I think a lot of people like the romantic concept of 'coffee' but not actual coffee the ingredient, least be bothered to learn how to make it properly .


----------



## Mrboots2u (May 10, 2013)

mremanxx said:


> On that note JP, is it just me or does anyone else fail to get the taste of chocolate, berries,lemon virgins scent or whatever roaster say when they describe beans?
> 
> I only get a nice tasting coffee?


I tend to find tasting notes more prominent in brewed , if you drink Espresso with lots if milk you are adding sweetness to a drink and changing its tasting profile anyway ... but descriptors will very from person to person , i would have thought describing something as sweet, bitter, acidic , balanced isnt beyond the average person .

Classic Italian coffee to me , gives images of espresso drunk with sugar...last poll we had there weren't that many espresso drinkers around ...

I know cappuccino is an Italian word bit its not a prominent italian drink


----------



## Mr O (Jan 14, 2015)

mremanxx said:


> On that note JP, is it just me or does anyone else fail to get the taste of chocolate, berries,lemon virgins scent or whatever roaster say when they describe beans?
> 
> I only get a nice tasting coffee?


As well as my new found addiction to great coffee I am also a keen home brewer.
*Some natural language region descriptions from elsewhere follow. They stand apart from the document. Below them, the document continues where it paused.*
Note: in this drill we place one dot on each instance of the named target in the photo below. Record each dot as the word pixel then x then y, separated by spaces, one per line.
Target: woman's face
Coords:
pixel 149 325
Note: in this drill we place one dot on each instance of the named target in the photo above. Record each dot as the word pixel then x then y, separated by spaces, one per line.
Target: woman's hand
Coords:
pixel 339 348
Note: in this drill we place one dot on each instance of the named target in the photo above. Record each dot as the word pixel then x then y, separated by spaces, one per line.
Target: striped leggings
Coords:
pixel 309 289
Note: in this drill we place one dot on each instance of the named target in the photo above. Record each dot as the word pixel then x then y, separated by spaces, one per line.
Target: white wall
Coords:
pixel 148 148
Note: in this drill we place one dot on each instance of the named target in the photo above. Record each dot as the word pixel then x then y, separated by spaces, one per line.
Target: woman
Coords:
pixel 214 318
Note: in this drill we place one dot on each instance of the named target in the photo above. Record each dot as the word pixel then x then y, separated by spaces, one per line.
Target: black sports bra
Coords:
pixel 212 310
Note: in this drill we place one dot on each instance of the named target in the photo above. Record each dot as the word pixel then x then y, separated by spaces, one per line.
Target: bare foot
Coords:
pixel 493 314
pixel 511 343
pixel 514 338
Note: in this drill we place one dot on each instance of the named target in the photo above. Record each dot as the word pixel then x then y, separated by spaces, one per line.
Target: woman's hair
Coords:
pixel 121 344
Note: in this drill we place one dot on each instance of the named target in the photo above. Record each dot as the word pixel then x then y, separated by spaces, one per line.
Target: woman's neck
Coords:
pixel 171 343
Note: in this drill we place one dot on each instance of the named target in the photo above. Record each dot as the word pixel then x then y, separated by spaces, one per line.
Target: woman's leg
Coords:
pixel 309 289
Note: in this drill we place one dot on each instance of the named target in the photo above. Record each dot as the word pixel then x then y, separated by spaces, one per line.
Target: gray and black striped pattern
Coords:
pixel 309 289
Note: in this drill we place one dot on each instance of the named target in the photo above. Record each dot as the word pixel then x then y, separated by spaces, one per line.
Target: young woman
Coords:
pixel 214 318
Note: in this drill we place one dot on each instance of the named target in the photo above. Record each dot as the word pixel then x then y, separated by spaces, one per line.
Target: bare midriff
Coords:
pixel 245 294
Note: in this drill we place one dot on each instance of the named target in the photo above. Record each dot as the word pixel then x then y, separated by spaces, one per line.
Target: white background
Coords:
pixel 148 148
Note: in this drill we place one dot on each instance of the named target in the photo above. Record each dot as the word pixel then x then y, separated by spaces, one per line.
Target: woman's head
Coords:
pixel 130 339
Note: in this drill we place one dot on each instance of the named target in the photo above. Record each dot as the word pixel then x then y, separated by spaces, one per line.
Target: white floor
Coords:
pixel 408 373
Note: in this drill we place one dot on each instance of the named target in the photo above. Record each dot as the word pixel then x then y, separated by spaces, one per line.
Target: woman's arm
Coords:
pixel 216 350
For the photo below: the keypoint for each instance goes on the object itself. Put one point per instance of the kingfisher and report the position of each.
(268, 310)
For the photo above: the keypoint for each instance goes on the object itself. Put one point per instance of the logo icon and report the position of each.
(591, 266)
I particularly like craft beers including American pale ales, American IPA's, Imperial IPA's, Porters, Stouts, Imperial Stouts etc etc...

But...... As with coffee I struggle to get the more complex tasting notes. The basic ones yes, but the more complex I can only find when I'm reading the Brewers / Roasters notes.


----------



## Spazbarista (Dec 6, 2011)

mremanxx said:


> On that note JP, is it just me or does anyone else fail to get the taste of chocolate, berries,lemon virgins scent or whatever roaster say when they describe beans?
> 
> I only get a nice tasting coffee?


We are strongly biased to actually see/hear/feel/smell/taste what we expect to see/hear/feel/smell/taste


----------



## Xpenno (Nov 12, 2012)

mremanxx said:


> On that note JP, is it just me or does anyone else fail to get the taste of chocolate, berries,lemon virgins scent or whatever roaster say when they describe beans?
> 
> I only get a nice tasting coffee?


Nothing wrong with that at all!

I never used to get tasting notes but over time and with practice I'm getting better. You've got to remember that sometimes they are very subtle but sometimes the flavours are easily identifiable.

Good coffee is good coffee, if you are drinking coffee you like the taste of then you are an a good place


----------



## Mrboots2u (May 10, 2013)

Spazbarista said:


> We are strongly biased to actually see/hear/feel/smell/taste what we expect to see/hear/feel/smell/taste


Agree , doesn't mean that those descriptors are wrong though. My comments are also born from cupping making drinks from and tasting a fair few coffee's where the roaster hasn't supplied me with any tasting notes at all and just asked me what i thought.....


----------



## Mrboots2u (May 10, 2013)

Xpenno said:


> Nothing wrong with that at all!
> 
> I never used to get tasting notes but over time and with practice I'm getting better. You've got to remember that sometimes they are very subtle but sometimes the flavours are easily identifiable.
> 
> Good coffee is good coffee, if you are drinking coffee you like the taste of then you are an a good place


Agree with this also. I feel like I got better at making coffee consistently and tasty and that's allowed me to develope my palate and pick out different flavours.. Sometimes descriptors can be taste or off something reminiscent ....


----------



## jeebsy (May 5, 2013)

First time my coffee ever tasted of something other than coffee was a big bold Ethiopian. Blueberry central.


----------



## Xpenno (Nov 12, 2012)

jeebsy said:


> First time my coffee ever tasted of something other than coffee was a big bold Ethiopian. Blueberry central.


Me too, those blueberry ones are just crazy when you get them right!


----------